Angiogenesis in Ocular and Extraocular Sebaceous Carcinoma
Ferdinand Toberer, Holger A. Haenssle, Arno Rütten, Dmitry Kazakov, Liubov Kastnerova, Alexander Enk, Wolfgang Hartschuh, Ines Bertlich, Julia Hartmann, Martin Laimer, Wolfgang Weyers, Peter Helmbold, Heinz Kutzner
To shed more light on the pathogenesis of sebaceous carcinoma, we analysed the expression of proteins related to angiogenesis in 18 ocular and 22 extraocular sebaceous carcinomas using a broad panel of immunohistochemical markers. To quantify the expression of D2-40, vascular endothelial growth factor, vascular endothelial growth factor receptor-2 and -3, we calculated a quantification score by considering the percentage of positive tumour cells (0=0%, 1=up to 1%, 2=2–10%, 3=11–50%, and 4=>50%) in relation to the staining intensity (0=negative, 1=low, 2=medium, and 3=strong). Additionally, lymphatic microvessel density in the D2-40 stained sections was counted. Vascular endothelial growth factor receptor-3 (quantification score 9.42 ± 2.94) was significantly more strongly expressed than vascular endothelial growth factor receptor-2 (quantification score 2.15 ± 2.42, p < 0.001). Furthermore, epidermal vascular endothelial growth factor expression was negatively correlated with the intratumoural lymphatic vessel density, and the ratio of small lymphatics to large lymphatics was much higher in intratumoural tissue than in paratumoural tissue and in intraindividual control tissue, suggesting a lymphangiogenetic potential of sebaceous carcinoma.
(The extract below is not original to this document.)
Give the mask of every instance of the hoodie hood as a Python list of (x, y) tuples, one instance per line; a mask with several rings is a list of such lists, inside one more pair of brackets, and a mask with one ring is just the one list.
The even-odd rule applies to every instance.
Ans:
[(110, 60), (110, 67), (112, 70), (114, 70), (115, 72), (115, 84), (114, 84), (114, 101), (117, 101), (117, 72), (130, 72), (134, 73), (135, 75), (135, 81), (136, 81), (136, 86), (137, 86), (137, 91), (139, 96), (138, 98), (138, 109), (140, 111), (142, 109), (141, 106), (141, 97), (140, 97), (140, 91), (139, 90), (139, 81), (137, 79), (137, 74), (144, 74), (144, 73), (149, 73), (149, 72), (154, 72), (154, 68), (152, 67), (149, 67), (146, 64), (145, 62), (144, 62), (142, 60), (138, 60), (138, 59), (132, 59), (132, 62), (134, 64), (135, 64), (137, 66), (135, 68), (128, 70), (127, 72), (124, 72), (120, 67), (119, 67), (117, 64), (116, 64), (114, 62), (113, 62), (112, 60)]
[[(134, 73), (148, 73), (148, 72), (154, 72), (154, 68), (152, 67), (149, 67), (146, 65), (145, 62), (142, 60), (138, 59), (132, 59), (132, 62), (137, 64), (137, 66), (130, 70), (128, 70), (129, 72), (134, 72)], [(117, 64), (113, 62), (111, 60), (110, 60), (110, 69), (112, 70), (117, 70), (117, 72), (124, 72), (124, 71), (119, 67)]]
Sebaceous carcinoma represents a rare cutaneous tumour that may arise ocular and extraocular. We analysed the expression of proteins related to angiogenesis in 18 ocular and 22 extraocular sebaceous carcinomas using a broad panel of immunohistochemical markers including D2-40, vascular endothelial growth factor (VEGF), VEGFR-2 and VEGFR-3. We found an increased intratumoural ratio of small lymphatics to large lymphatics and a negative correlation between epidermal VEGF expression and the intratumoural density of lymphatics underlining the hypothesis that sebaceous carcinoma may induce new lymphatic vessels. Additionally, VEGFR-3 expression was significantly higher than VEGFR-2 expression in both ocular and extraocular tumours.